Checkpoint-GCG: Auditing and Attacking Fine-Tuning-Based Prompt Injection Defenses
Xiaoxue Yang, Bozhidar Stevanoski, Matthieu Meeus, Yves-Alexandre de Montjoye
TL;DR
This work tackles prompt-injection vulnerabilities in large language models (LLMs) that are hardened with fine-tuning-based defenses. It introduces Checkpoint-GCG, a white-box attack that exploits intermediate fine-tuning checkpoints to progressively improve adversarial suffixes, including a universal suffix capable of attacking unseen prompts and transferring to similar models. The method demonstrates strong effectiveness, achieving up to $96\%$ ASR against SecAlign and $89.9\%$ ASR for universal suffixes on unseen prompts, along with notable transferability to Meta-SecAlign-8B (e.g., $63.9\%$ ASR in black-box and $78.3\%$ in white-box).

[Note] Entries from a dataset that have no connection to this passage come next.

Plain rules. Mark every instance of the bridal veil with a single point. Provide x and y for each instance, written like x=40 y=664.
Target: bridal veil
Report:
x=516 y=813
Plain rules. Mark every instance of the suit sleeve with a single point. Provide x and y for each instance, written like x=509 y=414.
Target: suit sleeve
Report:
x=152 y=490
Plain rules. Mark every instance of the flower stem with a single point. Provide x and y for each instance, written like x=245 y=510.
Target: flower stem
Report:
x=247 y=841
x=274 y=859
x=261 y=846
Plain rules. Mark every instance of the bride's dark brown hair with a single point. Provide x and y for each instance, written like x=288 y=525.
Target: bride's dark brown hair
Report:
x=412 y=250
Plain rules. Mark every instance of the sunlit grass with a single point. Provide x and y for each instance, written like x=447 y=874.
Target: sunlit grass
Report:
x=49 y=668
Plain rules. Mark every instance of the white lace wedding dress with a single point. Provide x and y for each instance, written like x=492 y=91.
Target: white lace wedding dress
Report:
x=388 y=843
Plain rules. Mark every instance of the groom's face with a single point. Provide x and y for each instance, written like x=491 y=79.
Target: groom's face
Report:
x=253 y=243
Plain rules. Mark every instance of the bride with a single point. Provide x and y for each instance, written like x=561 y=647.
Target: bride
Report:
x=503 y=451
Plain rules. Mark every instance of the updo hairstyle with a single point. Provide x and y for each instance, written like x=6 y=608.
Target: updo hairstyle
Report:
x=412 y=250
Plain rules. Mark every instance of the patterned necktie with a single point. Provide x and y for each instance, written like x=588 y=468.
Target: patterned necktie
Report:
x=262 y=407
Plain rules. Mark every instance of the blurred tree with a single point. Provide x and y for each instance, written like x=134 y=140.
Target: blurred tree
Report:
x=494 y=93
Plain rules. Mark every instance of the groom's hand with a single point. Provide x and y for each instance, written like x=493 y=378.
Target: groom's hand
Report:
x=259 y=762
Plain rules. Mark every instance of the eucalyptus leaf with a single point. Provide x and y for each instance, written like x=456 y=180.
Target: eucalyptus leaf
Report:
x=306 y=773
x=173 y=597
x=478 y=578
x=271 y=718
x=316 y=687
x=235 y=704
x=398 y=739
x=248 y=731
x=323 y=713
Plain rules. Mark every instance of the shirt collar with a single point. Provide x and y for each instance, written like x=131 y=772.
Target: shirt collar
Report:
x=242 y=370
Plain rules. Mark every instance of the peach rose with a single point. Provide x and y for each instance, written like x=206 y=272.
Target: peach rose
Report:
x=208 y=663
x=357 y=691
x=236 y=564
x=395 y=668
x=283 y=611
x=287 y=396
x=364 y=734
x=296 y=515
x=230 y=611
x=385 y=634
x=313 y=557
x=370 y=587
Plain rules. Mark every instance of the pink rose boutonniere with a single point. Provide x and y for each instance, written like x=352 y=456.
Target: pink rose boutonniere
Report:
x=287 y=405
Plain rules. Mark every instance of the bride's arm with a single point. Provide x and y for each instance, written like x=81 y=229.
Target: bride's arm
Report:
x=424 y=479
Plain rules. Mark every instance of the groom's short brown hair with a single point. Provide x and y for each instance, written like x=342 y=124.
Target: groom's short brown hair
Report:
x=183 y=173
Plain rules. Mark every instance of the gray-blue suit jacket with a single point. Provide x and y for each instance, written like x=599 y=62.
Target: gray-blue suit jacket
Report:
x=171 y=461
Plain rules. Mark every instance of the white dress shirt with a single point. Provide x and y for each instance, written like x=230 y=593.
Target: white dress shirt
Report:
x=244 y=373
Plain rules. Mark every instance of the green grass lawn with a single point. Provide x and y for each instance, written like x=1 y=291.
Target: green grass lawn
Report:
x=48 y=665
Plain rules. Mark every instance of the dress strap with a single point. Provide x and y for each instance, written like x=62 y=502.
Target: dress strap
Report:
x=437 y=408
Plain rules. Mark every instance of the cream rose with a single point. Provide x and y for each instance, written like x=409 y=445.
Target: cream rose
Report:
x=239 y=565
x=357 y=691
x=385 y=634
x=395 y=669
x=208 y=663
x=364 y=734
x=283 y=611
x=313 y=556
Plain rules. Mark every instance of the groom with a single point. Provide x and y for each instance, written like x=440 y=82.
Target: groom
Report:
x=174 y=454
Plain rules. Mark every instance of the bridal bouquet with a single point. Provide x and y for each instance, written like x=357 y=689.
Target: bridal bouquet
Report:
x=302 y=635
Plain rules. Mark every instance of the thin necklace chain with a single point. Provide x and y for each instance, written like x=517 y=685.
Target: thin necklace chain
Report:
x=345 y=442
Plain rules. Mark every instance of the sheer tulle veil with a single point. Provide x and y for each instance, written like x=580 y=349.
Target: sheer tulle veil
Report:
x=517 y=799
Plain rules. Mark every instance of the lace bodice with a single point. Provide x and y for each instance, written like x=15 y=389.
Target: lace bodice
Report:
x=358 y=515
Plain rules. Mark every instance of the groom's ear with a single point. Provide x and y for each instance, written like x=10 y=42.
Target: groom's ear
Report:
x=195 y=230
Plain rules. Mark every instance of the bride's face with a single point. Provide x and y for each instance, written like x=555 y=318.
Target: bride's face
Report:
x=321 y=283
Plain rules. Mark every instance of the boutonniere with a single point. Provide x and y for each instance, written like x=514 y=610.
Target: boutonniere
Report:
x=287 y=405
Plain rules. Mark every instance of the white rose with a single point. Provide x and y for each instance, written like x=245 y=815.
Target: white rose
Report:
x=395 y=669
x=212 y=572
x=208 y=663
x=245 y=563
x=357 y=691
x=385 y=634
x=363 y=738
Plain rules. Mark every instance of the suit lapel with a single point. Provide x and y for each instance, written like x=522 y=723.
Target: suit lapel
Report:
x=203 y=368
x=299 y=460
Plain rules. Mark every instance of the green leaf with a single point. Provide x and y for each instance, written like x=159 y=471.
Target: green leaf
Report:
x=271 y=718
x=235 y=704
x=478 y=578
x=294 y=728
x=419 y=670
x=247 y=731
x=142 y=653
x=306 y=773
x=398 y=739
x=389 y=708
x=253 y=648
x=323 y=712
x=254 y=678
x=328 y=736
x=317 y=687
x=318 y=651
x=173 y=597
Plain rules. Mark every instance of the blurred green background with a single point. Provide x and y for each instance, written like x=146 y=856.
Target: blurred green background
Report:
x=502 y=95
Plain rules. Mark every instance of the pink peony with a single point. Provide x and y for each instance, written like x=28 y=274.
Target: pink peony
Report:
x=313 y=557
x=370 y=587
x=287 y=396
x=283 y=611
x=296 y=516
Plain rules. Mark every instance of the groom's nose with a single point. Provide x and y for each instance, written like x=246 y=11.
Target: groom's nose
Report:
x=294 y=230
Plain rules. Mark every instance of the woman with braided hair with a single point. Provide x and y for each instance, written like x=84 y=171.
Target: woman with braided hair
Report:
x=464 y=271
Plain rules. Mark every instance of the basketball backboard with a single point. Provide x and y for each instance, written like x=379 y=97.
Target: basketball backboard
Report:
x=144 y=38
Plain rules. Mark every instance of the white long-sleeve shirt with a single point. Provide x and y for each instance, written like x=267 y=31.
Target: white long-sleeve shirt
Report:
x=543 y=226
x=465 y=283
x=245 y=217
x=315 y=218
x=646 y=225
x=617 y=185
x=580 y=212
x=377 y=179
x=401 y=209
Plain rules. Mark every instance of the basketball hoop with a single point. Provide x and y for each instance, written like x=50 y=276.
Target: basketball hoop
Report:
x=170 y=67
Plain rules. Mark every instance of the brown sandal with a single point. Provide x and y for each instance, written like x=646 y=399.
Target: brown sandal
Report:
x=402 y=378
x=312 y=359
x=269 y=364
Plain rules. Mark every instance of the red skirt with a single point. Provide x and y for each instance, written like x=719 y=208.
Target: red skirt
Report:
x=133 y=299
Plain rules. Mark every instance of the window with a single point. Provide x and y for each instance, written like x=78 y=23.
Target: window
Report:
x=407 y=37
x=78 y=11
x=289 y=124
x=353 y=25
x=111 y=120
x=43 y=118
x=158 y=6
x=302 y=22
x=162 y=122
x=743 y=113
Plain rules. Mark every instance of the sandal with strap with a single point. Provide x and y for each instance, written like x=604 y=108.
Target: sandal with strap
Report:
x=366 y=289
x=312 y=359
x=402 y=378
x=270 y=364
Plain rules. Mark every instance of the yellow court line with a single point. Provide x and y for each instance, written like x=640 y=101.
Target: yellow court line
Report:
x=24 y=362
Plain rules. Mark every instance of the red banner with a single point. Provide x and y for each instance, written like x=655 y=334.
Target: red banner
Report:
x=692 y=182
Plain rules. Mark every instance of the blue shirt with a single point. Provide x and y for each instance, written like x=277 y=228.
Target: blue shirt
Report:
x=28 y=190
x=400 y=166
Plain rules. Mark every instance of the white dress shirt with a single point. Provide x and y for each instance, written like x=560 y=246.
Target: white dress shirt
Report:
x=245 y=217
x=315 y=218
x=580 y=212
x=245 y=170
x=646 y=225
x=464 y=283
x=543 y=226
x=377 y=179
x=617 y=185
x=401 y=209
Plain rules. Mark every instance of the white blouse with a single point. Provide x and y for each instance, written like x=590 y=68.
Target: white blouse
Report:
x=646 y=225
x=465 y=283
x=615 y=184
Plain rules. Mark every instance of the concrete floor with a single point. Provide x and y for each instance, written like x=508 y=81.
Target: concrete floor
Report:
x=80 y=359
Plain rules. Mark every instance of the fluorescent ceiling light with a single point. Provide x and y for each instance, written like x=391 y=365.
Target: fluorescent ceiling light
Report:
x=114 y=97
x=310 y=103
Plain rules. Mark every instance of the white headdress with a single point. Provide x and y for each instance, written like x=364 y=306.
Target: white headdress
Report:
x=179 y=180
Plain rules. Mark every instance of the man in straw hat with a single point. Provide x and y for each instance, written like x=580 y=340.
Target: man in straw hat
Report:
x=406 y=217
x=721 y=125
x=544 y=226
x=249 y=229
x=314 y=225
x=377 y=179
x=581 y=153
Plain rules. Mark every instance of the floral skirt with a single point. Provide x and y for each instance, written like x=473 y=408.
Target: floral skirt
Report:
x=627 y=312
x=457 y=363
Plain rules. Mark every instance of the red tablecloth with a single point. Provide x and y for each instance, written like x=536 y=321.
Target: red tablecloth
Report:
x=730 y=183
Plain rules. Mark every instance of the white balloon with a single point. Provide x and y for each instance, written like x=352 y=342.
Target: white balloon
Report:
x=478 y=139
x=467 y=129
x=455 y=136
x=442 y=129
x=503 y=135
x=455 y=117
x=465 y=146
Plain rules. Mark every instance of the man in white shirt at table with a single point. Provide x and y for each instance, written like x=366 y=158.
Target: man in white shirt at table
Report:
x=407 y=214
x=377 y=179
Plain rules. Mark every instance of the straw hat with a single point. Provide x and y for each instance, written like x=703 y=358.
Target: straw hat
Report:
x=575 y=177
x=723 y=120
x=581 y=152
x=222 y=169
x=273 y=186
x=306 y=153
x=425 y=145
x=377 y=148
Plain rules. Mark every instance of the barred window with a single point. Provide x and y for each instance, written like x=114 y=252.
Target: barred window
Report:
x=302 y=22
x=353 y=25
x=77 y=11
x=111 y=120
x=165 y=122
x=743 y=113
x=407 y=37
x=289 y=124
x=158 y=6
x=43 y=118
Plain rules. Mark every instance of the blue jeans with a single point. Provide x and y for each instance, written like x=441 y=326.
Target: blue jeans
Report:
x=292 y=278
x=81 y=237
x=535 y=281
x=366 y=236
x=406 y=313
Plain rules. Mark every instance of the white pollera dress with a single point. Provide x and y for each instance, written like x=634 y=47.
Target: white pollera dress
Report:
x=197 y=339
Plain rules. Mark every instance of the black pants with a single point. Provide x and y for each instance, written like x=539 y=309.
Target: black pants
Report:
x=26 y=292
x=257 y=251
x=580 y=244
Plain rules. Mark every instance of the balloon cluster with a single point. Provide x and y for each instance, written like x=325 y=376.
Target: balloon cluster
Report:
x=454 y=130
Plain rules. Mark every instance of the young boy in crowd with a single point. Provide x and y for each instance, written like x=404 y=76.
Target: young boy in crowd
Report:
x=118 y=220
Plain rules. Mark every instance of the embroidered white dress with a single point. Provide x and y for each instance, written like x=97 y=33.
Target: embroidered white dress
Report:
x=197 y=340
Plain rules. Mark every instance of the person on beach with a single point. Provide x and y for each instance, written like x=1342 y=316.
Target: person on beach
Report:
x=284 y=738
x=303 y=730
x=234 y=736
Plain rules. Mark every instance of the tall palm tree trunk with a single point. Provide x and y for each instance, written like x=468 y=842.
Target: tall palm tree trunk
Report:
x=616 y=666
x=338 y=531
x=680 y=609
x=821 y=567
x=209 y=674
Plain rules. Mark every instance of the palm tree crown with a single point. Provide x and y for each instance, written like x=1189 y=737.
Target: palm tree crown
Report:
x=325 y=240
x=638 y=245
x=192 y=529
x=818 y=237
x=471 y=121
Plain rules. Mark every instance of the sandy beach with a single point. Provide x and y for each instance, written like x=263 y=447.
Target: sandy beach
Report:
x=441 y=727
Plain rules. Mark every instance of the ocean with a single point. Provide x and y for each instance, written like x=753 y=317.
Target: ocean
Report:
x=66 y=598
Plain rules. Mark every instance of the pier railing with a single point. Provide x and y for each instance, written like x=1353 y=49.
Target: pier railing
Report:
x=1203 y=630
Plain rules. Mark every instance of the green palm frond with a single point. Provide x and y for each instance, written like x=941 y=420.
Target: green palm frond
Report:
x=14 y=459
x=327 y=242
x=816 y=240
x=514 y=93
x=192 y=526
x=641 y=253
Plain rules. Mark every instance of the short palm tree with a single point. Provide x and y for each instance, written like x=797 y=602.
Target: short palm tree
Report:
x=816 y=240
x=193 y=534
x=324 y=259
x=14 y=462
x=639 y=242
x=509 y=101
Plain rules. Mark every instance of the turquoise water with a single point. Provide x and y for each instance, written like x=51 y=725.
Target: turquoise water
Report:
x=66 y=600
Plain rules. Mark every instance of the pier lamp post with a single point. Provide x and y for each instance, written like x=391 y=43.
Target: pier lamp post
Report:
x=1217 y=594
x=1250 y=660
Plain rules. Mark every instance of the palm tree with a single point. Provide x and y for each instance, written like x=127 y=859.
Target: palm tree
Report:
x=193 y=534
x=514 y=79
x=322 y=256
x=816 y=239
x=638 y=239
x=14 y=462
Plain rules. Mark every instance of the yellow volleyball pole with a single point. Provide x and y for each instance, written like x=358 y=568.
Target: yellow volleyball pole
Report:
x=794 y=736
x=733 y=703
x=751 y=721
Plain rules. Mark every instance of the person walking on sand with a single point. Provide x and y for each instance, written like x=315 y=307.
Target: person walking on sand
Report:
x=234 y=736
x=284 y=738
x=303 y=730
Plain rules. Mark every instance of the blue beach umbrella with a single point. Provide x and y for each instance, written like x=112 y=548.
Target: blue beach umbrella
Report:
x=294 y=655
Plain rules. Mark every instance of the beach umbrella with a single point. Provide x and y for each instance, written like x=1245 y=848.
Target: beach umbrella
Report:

These results reveal robustness gaps in current defenses and provide an auditing tool to stress-test defenses before deployment, highlighting practical risks and motivating stronger, more transferable defenses in real-world systems. The attack formalism leverages the objective $\max_s \log P_\theta(y^* \mid p || s)$ and leverages gradients to refine $s$, while Checkpoint-GCG propagates safety by exploiting the incremental nature of fine-tuning, suggesting a need for defense strategies that accommodate evolving model parameters across checkpoints.
Abstract
Large language models (LLMs) are increasingly deployed in real-world applications ranging from chatbots to agentic systems, where they are expected to process untrusted data and follow trusted instructions. Failure to distinguish between the two poses significant security risks, exploited by prompt injection attacks, which inject malicious instructions into the data to control model outputs. Model-level defenses have been proposed to mitigate prompt injection attacks. These defenses fine-tune LLMs to ignore injected instructions in untrusted data. We introduce Checkpoint-GCG, a white-box attack against fine-tuning-based defenses. Checkpoint-GCG enhances the Greedy Coordinate Gradient (GCG) attack by leveraging intermediate model checkpoints produced during fine-tuning to initialize GCG, with each checkpoint acting as a stepping stone for the next one to continuously improve attacks. First, we instantiate Checkpoint-GCG to evaluate the robustness of the state-of-the-art defenses in an auditing setup, assuming both (a) full knowledge of the model input and (b) access to intermediate model checkpoints. We show Checkpoint-GCG to achieve up to $96\%$ attack success rate (ASR) against the strongest defense. Second, we relax the first assumption by searching for a universal suffix that would work on unseen inputs, and obtain up to $89.9\%$ ASR against the strongest defense. Finally, we relax both assumptions by searching for a universal suffix that would transfer to similar black-box models and defenses, achieving an ASR of $63.9\%$ against a newly released defended model from Meta.